The newly appointed managing director of Capita’s PCSE services, Simon England, and NHS England managing director, Jill Matthews, both apologised for the impact the problems are having on the profession.

Mr England explained that: “The current service being provided is not what you deserved and should expect.”

He added: “It is very clear that the service has fallen way below your expectations and also the expectations of Capita. We apologise for that and we are on the journey to sorting that out. That is my job.”

When asked how NHS England reconciled the “long and rigorous” procurement process against the current service delivery issues, Ms Matthews told the audience that: “The subtle local variations that support local contractors weren’t fully understood, and these subtle differences were lost [in the transfer of work from NHS England to Capita]. This had a massive impact.”

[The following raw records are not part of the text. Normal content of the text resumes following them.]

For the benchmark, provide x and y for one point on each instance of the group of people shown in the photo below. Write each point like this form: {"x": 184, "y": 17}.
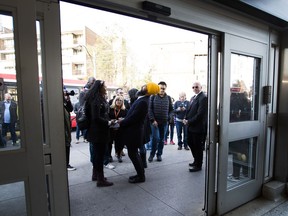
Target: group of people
{"x": 8, "y": 120}
{"x": 142, "y": 120}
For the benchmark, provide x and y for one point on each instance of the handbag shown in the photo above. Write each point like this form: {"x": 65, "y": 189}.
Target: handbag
{"x": 82, "y": 119}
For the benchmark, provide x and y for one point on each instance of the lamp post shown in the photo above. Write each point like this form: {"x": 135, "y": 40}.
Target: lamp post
{"x": 92, "y": 58}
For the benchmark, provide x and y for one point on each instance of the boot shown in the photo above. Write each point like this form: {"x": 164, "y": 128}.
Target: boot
{"x": 101, "y": 181}
{"x": 143, "y": 158}
{"x": 94, "y": 174}
{"x": 136, "y": 179}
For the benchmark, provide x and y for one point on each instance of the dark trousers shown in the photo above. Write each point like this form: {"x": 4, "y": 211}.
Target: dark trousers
{"x": 136, "y": 159}
{"x": 98, "y": 152}
{"x": 9, "y": 127}
{"x": 67, "y": 155}
{"x": 195, "y": 142}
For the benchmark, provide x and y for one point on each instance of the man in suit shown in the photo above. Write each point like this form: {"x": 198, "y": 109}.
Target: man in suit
{"x": 132, "y": 129}
{"x": 8, "y": 117}
{"x": 196, "y": 120}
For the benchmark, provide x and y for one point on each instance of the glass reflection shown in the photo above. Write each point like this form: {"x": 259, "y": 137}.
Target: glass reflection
{"x": 12, "y": 199}
{"x": 244, "y": 88}
{"x": 241, "y": 161}
{"x": 9, "y": 119}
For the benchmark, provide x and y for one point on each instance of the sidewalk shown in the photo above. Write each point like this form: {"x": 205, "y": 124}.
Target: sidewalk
{"x": 170, "y": 189}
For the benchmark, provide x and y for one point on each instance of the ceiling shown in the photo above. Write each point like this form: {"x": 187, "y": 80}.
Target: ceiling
{"x": 273, "y": 12}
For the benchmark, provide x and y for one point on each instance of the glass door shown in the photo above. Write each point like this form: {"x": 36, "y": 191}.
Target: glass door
{"x": 33, "y": 178}
{"x": 242, "y": 117}
{"x": 22, "y": 179}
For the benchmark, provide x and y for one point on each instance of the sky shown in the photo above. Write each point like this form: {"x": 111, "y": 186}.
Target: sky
{"x": 140, "y": 35}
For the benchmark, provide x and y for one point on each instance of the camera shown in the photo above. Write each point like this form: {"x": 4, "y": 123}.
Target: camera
{"x": 67, "y": 93}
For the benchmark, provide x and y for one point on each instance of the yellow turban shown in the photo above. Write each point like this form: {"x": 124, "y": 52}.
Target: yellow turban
{"x": 152, "y": 88}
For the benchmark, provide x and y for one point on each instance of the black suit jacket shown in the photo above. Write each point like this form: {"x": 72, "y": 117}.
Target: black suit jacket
{"x": 12, "y": 109}
{"x": 132, "y": 127}
{"x": 98, "y": 131}
{"x": 197, "y": 114}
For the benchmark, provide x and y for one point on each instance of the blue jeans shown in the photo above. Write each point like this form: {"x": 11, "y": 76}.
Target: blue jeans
{"x": 170, "y": 131}
{"x": 157, "y": 142}
{"x": 181, "y": 128}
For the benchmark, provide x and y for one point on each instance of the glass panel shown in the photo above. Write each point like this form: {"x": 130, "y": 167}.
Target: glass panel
{"x": 12, "y": 199}
{"x": 241, "y": 161}
{"x": 10, "y": 128}
{"x": 40, "y": 73}
{"x": 244, "y": 88}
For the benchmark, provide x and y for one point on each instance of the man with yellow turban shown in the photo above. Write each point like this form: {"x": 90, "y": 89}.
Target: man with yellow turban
{"x": 132, "y": 129}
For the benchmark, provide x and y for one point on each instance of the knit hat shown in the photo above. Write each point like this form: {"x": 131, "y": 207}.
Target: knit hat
{"x": 152, "y": 88}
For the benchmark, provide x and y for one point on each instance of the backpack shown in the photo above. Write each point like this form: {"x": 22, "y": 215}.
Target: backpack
{"x": 82, "y": 118}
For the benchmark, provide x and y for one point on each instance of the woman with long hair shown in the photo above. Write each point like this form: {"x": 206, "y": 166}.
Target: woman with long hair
{"x": 98, "y": 133}
{"x": 117, "y": 110}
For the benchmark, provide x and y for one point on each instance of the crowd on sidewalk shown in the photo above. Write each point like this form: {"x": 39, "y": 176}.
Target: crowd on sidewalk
{"x": 143, "y": 121}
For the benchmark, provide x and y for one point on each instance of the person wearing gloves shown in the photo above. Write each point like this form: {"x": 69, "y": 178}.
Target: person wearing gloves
{"x": 98, "y": 132}
{"x": 132, "y": 129}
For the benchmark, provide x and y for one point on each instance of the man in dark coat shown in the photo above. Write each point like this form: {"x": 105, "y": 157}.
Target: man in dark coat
{"x": 8, "y": 117}
{"x": 132, "y": 129}
{"x": 196, "y": 119}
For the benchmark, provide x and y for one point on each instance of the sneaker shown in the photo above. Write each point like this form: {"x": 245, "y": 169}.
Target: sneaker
{"x": 109, "y": 166}
{"x": 233, "y": 178}
{"x": 70, "y": 168}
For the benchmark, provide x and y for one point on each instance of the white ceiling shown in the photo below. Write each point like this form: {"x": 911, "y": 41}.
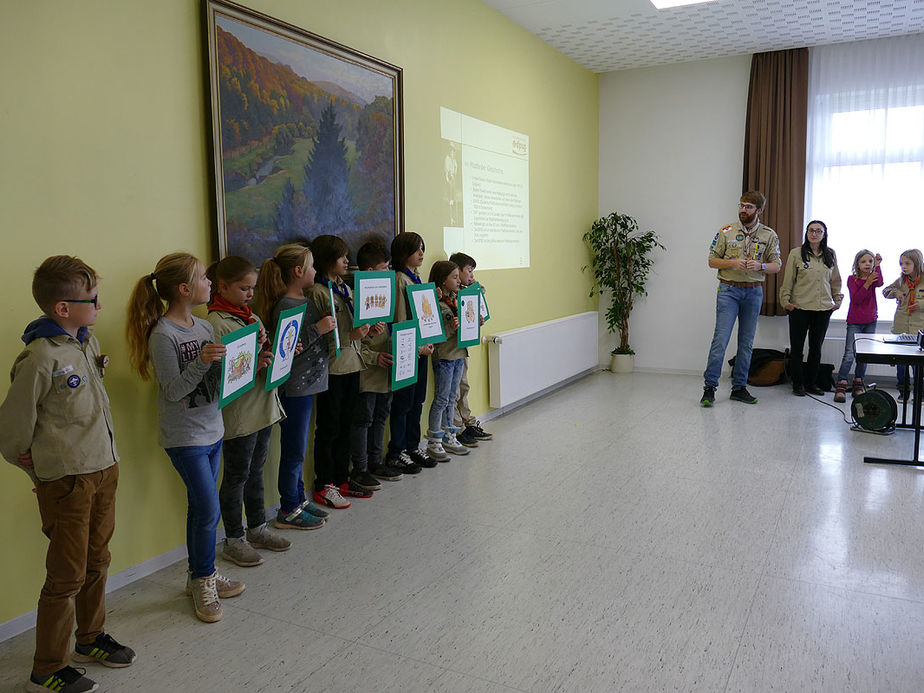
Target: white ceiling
{"x": 606, "y": 35}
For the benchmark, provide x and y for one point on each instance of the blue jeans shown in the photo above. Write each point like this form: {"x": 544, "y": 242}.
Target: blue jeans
{"x": 293, "y": 442}
{"x": 733, "y": 303}
{"x": 198, "y": 466}
{"x": 446, "y": 378}
{"x": 850, "y": 353}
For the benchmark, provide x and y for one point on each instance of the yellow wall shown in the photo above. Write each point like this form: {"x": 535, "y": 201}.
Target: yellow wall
{"x": 104, "y": 137}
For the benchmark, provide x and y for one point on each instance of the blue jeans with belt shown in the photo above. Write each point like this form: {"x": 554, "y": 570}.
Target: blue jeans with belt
{"x": 741, "y": 303}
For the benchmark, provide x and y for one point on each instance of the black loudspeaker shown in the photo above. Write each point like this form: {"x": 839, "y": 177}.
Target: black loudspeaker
{"x": 874, "y": 410}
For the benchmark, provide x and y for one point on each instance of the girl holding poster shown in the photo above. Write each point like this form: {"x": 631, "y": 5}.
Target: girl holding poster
{"x": 334, "y": 424}
{"x": 407, "y": 403}
{"x": 281, "y": 286}
{"x": 248, "y": 421}
{"x": 448, "y": 360}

She explained that the expertise of staff was also lost as the old service offices closed, and the procedures in place to retain this expertise did not work effectively.

“We are trying, where we can, to bring this expertise back,” she outlined.

Mr England outlined that, in response to the problems, Capita was in the process of hiring more staff and boosting training. He is also planning to introduce new leaders across the team and improve the resources and expertise of Capita staff who answer enquiries.

A triage system is in place to ensure the most urgent complaints are escalated, and Capita’s supplies management processes are being strengthened, he highlighted.

He told the audience that providing clearer reconciliation information was also high on his agenda.

Mr England estimated that by mid-December the backlog of Performers List applications from optometrists who qualified in July and September would be resolved.

A member of the audience described the waiting times as “an absolute disgrace,” to which Mr England replied: “Clearing the backlog is our absolute number one priority in this area.”

He emphasised Capita’s plans to put consistent processes in place to ensure future peaks of Performers List applications could be smoothly dealt with in the standard 12-week timeframe.

Mr England highlighted that: “I am getting the support, services and commitment from Capita for what I need to do this job. It will take some time but the commitment is undoubted.”

He added: “My commitment to you is that I will stay close to you and what is important to you.”

Ms Matthews also affirmed to the audience that: “NHS England still believes that the long-term vision is the right one, but it’s fair to say that the service on its journey to nirvana has experienced some significant difficulties.”

A member of the NOC audience asked about the priority level for resolving the Local Optical Committee levy payment issues, as these are leaving many committees in “financial difficulties.”

Local Optical Committee Support Unit clinical director, Katrina Venerus, said that while this problem was lower on the priority list, that: “It is in my best interest and in the interests of all of you for us to look at this.”

Mr England asked delegates for their help and understanding in the coming months.

“It is going to be tough. Some things will happen quite quickly…and some things will take some time. There’s some pretty significant heavy lifting to be done,” he emphasised.